В 41-м я и вправду думал об Иване ещё в апреле.
Но Иван, как все другие цари с их засранцами, защищал от врага лишь этих засранцев, себя и свою землю. А мне, подобно Учителю, который, правда, царём не стал, предстояло спасать идею.
Никакая правда не несёт ответственности за то, что среди уверовавших в неё есть и засранцы. Поэтому рисковать ею ради того, чтобы те догадались, какая им цена, я отказался. Если бы и не отказался, — скрывался бы не дольше суток: при Иване не только великих идей не было. Не было и Мессершмитов.
На третьи сутки, утром, Лаврентий застал меня на тахте вдребезги пьяным. Ему стало неловко, и он перевёл взгляд на стенку над тахтой. И увидел кресты под волчьими головами, которыми я испестрил ночью обои. Он растерялся. В его глазах открылся страх.
Ему показалось, что я и вправду обрёк всех на свободу.
Он убежал, но через час вернулся вместе с Молотовым. От имени народа тот потребовал, чтобы я заглянул в зеркало. И в этом зеркале я увидел, что не брился уже три дня, но жизни во мне осталось меньше.
После войны я признался Лаврентию, что запил тогда из-за его ублюдочных Христов.
Не только души Учителя ни в одном из них не оказалось — никто даже школы не кончил. И никто — за исключением армянина по фамилии Тер-Петросян — не знал, что Иисус был еврей.
Причём, армянин этот, как выяснилось, притворялся Спасителем лишь в той мере, в какой собирался вывести того на чистую воду. Почему, собственно, и угодил в психушку.
Не признался я Лаврентию в главном. Я запил оттого, что, не узнав ни в одном из его Христов Учителя, не смог, увы, как в детстве, нащупать его и в себе. Вместо него нашёл внутри себя ощущение, словно что-то там обволакивалось вокруг чего-то.
И это что-то, в свою очередь, тоже обволакивалось вокруг чего-то другого.
Это ощущение с той поры не уходит…
14. Здравствуйте, дамы и апостолы!
Мама моя Кеке врала Лаврентию, утверждая, что я подражал Христу и пострадал из-за этого.
А может быть, и не врала. Может, просто думала так по дурости. Кто, мол, не подражает богу? И кто поэтому не бывает наказан? Или же за давностью лет спутала меня с соседским сыном, который действительно притворялся Спасителем и был наказан.
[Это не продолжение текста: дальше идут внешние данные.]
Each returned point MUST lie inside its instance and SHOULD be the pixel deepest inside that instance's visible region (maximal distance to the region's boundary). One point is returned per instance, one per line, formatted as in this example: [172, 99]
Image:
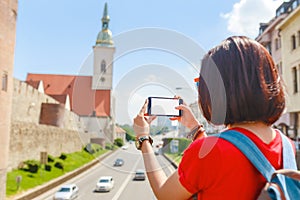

Тоже, кстати, армянин был. И тоже Тер-Петросян. Но наглые его родители решили возместить сыну незавидное происхождение тем, что дали ему неожиданное имя, — Отелло. Соответственно, несчастный стеснялся как происхождения, так и имени.
Родительскую наглость сын сумел исправить лишь частично, — вычеркнул из имени одно «л». Всё равно все смеялись. И тогда Отело, несмотря на чересчур характерный нос, стал воплощаться в персонажей неармянских национальностей.
Не только носом, но и всем видом он очень походил на знаменитого родственника и сверстника, которого звали Камо. Такие же, как яичница, глаза.
Глазам, кстати, Отело не доверял. Прежде, чем воплотиться в Христа, подражал тифлисским кинто и вслед за ними повторял, что если бы не нос, глаза давно бы передрались и ослепли. Ибо сытых глаз не бывает.
Кинто — плуты, бездельники и насмешники. Которыми принято было брезговать. Но Отело восхищался ими.